Now that I think of it, it probably wasn’t a good idea to crash into Principal Linderman’s car.

As my punishment, I was forced to organize the music in the band room. It was a form of “school-ordered community service,” as I was calling it.

The music storage room smelled ancient. I know that wasn’t a scent or anything, but when I walked in, I felt like I’d aged some years. The dusty shelves were filled with files of music and huge, dusty instruments in black cases. Flickering bulbs hung from the stuffy ceiling and illuminated the brown carpet floors.

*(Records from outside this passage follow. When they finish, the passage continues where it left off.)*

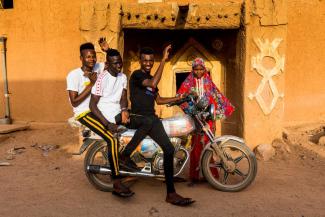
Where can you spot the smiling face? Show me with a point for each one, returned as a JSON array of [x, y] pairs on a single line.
[[146, 62], [115, 64], [88, 58], [198, 71]]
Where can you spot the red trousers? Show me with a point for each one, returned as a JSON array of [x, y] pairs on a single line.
[[198, 143]]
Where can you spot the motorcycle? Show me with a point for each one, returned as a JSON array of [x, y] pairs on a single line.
[[234, 162]]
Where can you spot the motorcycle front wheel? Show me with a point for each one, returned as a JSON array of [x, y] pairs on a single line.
[[239, 172], [97, 155]]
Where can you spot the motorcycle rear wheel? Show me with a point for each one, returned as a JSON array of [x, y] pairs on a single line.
[[242, 174], [97, 155]]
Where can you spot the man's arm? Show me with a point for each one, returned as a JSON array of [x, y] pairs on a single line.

It looked like this would be my home for the next four hours. Honestly, in my opinion, if Principal Linderman hadn’t wanted the back of his car smashed, he shouldn’t have parked his car where we did our daily round of donuts. My buddies had gotten off scot-free, even though they were accomplices by association. Neither of them actually did any damage, so I was the only one who faced any consequences.

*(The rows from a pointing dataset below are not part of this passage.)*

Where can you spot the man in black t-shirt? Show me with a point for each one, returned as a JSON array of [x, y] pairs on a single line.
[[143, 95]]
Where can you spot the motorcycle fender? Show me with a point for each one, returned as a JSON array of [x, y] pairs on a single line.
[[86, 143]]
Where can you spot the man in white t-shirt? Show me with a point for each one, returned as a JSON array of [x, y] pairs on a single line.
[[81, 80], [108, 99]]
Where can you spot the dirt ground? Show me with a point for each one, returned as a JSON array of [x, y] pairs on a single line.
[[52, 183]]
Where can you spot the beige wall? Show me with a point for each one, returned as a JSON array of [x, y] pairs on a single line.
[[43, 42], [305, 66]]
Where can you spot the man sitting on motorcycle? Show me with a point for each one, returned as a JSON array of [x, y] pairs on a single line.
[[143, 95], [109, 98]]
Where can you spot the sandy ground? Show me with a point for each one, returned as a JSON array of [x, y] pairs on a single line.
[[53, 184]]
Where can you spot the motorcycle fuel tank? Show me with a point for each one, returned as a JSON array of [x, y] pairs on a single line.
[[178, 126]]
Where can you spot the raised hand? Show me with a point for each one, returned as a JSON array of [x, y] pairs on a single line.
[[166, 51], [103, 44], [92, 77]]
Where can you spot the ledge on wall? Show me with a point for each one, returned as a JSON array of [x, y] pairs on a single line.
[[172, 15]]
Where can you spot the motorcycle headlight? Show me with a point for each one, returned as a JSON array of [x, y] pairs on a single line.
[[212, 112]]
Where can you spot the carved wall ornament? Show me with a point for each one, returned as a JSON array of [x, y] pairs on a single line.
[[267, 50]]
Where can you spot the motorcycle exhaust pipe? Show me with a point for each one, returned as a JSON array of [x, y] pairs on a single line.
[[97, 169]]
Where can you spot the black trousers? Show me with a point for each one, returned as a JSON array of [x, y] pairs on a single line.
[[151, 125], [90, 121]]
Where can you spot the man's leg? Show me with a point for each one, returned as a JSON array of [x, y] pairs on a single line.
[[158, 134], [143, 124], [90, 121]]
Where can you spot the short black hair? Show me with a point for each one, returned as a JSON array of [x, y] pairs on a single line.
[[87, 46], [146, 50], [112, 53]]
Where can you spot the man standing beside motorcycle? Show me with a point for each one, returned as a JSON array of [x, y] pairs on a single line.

I didn’t mind it, though. I would never stoop so low as being a band kid, but I actually liked music somehow. I sighed. This room seemed to be waiting to be discovered. I took a step forward, which immediately kicked up a layer of dust into the air. Excellent start.

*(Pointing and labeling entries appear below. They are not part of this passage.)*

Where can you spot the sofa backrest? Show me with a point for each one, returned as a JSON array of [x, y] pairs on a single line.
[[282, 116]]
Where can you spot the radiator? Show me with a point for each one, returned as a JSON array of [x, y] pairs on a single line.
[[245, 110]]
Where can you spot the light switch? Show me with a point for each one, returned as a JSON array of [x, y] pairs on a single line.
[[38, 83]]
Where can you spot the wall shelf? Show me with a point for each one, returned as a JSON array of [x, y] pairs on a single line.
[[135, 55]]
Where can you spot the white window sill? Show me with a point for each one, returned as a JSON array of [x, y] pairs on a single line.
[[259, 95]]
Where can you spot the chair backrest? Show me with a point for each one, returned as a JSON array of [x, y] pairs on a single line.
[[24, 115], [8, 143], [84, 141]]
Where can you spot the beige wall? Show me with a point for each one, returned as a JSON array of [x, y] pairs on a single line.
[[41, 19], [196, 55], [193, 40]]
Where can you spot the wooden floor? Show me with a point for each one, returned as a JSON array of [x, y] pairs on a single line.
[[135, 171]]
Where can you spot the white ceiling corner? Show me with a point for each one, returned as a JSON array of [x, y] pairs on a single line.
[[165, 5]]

There’s a lot of old music that the band hasn’t used in decades, partially because of how disorganized it is, Principal Linderman’s haughty words echoed in my head. Your job is to stay here until that’s fixed.

“Does Principal Linderman know I can’t read sheet music?” I wondered aloud. In the corner, something snickered. That was just great—even the room itself was mocking me.

Wait a second.

I stumbled backwards. Was somebody here with me? It was possible they were hidden behind the numerous cardboard boxes. But why would they be spending time here?

“Calm down,” a voice drawled, “I’m not going to hurt you.”

Right, because that sounded very believable. When Principal Linderman said the band storage closet was a mess, he didn’t mention it was also haunted.

“No, actually, I physically cannot hurt you,” the disembodied voice said.

“Oh, sure,” I said sarcastically, trying to not let the fact that I was fearfully backing into a corner show.

It was still obvious.

“It’s funny how humans like you are scared of everything,” the voice noted as my hands flailed around, searching for something tangible to grasp. The room suddenly seemed so much smaller than it was before.

“So, you’re not human?” I could feel my arms shaking and tried to still them. What the heck, Principal Linderman?

“Hm. Well, no. Obviously not, or else I would have shown myself to you by now, wouldn’t I?”